With the current code we do a full pass through all of the input data and put the results for each aggregation into a queue. Once that pass is done, if there were multiple input batches, then we will try and combine them together through some merge aggregations. We will take groups of intermediate batches that add up to a size we know will fit in our GPU memory budget. We will concat them into a single batch, and then do the merge aggregation. This will happen in a loop until we either have a single batch or no two consecutive batches could be combined together. They have to be consecutive batches for first/last to work properly. If there are still multiple batches after this second merge phase, then we will sort the data by the grouping keys and finally do a merge aggregation pass before outputting the results. This can result in three full passes through all of the input data, all of which is kept in memory, and might be spilled.
Instead I propose that we will start to do the initial pass through the data like we do today. But instead of stopping only after the first pass is complete. We will stop once we have enough data that it looks like it is worth trying to combine them. If that happens, then we will combine the results and calculate a HyperLogLog++ on the result. We will also start to calculate a HyperLogLog++ result for each subsequent batch we see. With these we can quickly estimate how much of a size reduction we will see if we combined multiple batches together, by combining the sketches and estimating the unique count. If the data looks like we can combine things and stay under our limit, then we should keep trying to combine them and update the HyperLogLog++ buffers for the newly produced batches.
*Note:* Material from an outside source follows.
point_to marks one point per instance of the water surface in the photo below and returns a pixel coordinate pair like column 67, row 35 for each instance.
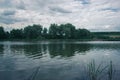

If they look like we cannot combine things to stay under our budget, then things start to be difficult, as we have a few choices.
The upside of option 1 is that we produce a full output like Spark on the CPU would. The downside is that this is mostly what we do today and there was little point in calculating the HyperLogLog++'s if we go this route. It just might reduce the amount of memory pressure we are under in a few cases by more aggressively combining batches early instead of waiting until the first pass is complete.
The upside of option 2 is that we don't do a sort at all, which can be really expensive in terms of memory pressure and computation. Even with #10370 not doing something is going to be faster than doing something more efficiently. The downside is that there is an unknown probability that the size of the shuffle data will be larger.
The upside of option 3 is that we now have complete, or nearly complete information, before we make a choice. The downside is that we have to have done a complete pass through the data, which can lead to increased memory pressure.
To balance these I would like to see us start with option 3, as the memory pressure is no worse than it is today and it might get to be better if we start to combine things aggressively. If we know that there are no first or last aggregations, we could even try to combine them out of order if the sketches indicate that would be good.
If the data indicates that we have a lot of things that could be combined together based off of the ratio of approx_count_distinct vs the actual number of rows we have pending. Then we sort/re-partition to combine. If the data indicates that there is little if anything to combine, then we just start to release the partial aggregations that we have done so far.